Same-day voter registration signed into law

MONTPELIER — Gov. Peter Shumlin signed a bill into law Monday that will allow voters to register to vote on Election Day beginning in 2017.

The same-day voter registration bill, S.29, makes Vermont the 14th state to allow last-minute registration. Advocates say it will boost voter participation in elections.

Gov. Peter Shumlin signs same-day voter registration legislation into law Monday.

Gov. Peter Shumlin signs same-day voter registration legislation into law Monday.

“It’s so important because for the greatest democracy in the world, the number of people who vote in elections is lower than it should be and hurts our democracy because it’s so low,” Shumlin said before signing the bill at Montpelier City Hall. “One thing that we all know is that if you give folks access to voting, not barriers to voting that have become so fashionable is state after state in America, but access to voting, the numbers go up and democracy is healthier as a result.”

Until Jan. 1, 2017, voters in Vermont must be registered to vote on the Wednesday before an election if they want to cast a ballot. Allowing voters to register at the polls as improved participation where it is already allowed, Shumlin said.

“The numbers all show that with same-day voter registration the numbers go up anywhere from 7 and 14 percent. That is a huge accomplishment to ensure that our democracy remains healthy,” he said.
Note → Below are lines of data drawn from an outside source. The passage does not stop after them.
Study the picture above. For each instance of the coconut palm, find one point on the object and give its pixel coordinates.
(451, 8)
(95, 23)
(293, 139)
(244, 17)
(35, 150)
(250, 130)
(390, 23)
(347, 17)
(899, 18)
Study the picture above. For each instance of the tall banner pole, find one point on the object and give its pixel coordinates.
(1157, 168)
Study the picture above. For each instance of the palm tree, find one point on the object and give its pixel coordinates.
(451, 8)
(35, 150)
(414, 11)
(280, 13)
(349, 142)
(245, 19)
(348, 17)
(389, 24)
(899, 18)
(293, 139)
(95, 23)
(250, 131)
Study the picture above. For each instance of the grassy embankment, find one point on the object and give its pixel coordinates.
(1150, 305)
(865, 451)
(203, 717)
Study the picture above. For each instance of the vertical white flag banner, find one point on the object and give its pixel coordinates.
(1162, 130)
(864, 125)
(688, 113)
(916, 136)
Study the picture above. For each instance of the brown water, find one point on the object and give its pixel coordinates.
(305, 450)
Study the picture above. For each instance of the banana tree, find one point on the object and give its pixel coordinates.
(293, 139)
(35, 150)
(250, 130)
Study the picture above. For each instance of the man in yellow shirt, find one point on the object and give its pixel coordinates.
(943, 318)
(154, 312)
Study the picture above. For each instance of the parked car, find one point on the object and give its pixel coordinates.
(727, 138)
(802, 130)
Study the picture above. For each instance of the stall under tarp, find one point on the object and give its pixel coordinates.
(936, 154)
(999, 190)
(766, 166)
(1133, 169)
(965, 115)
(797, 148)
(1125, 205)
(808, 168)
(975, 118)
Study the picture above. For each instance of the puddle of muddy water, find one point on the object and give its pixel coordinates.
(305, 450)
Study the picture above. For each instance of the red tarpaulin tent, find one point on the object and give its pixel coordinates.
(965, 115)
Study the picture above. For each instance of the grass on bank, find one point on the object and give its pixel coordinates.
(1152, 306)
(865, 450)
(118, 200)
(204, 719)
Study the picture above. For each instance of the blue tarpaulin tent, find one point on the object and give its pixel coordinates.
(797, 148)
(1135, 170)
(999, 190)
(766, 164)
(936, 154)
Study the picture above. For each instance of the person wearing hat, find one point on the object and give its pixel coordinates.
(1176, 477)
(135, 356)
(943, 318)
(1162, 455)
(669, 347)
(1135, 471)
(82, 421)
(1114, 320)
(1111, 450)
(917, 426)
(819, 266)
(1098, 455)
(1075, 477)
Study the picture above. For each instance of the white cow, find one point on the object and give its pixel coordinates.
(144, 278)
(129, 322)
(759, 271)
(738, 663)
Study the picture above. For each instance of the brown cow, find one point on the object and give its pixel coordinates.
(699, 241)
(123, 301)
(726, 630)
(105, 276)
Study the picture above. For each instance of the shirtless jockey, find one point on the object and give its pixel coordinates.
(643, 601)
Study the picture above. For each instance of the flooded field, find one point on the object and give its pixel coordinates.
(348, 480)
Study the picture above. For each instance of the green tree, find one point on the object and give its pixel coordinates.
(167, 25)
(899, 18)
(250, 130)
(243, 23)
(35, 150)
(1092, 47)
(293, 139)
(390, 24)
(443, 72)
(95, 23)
Many town and city clerks around Vermont have been opposed to the idea, believing it will lead to administrative problems. Clerks expressed concern in testimony to lawmakers that voters could potentially vote in two locations, or perhaps register in the wrong district.

But Montpelier City Clerk John Odum said it will remove a barrier that has prevented some people from voting.

“From my perspective as a clerk it’s, in a sense, a small thing, because this is what we do. This is what we do as Americans. It’s our birthright to choose our leaders, to make our decisions, and this is what we do as clerks,” Odum said. “We are responsible for maintaining a trustworthy system that puts as little interference between Americans exercising that birthright as possible.”

Others, including some lawmakers, have been opposed because they believe it will lead to voter fraud. Voters will be able to register at the polls on Election Day without identification.

Vermont Secretary of State Jim Condos said voter fraud has not been a problem, however.

“It’s nonexistent. It really doesn’t happen. The really true voter fraud is when someone is denied the right to vote,” Condos said.

“This is a voters’ rights bill,” he added. “We have more issues, more times where people are denied and they’re eligible, they’re denied the right to vote, than voter fraud.”

House Speaker Shap Smith, a strong proponent of the new law, said many states are looking to restrict voters’ rights. Vermont’s new law should serve as example, he said.

“Throughout history we have seen the way that you restrict the rights of people who are without power and that is by restricting the right to the ballot box,” Smith said. “This is an important step in the right direction, the direction that we should be going throughout the country, and when many of my colleagues are working to restrict access to the right to vote, I am proud today to have a bill go in to law that allows people easier access to the right to vote. That should be happening around the country. It’s not.”

The law will take effect in 2017 to give clerks time to familiarize themselves with a new statewide voter checklist system. It also allows the new policy to take effect after the 2016 presidential election when voter turnout is expected to be high.

The Vermont Public Interest Research Group and other advocacy groups were strong advocates for the law.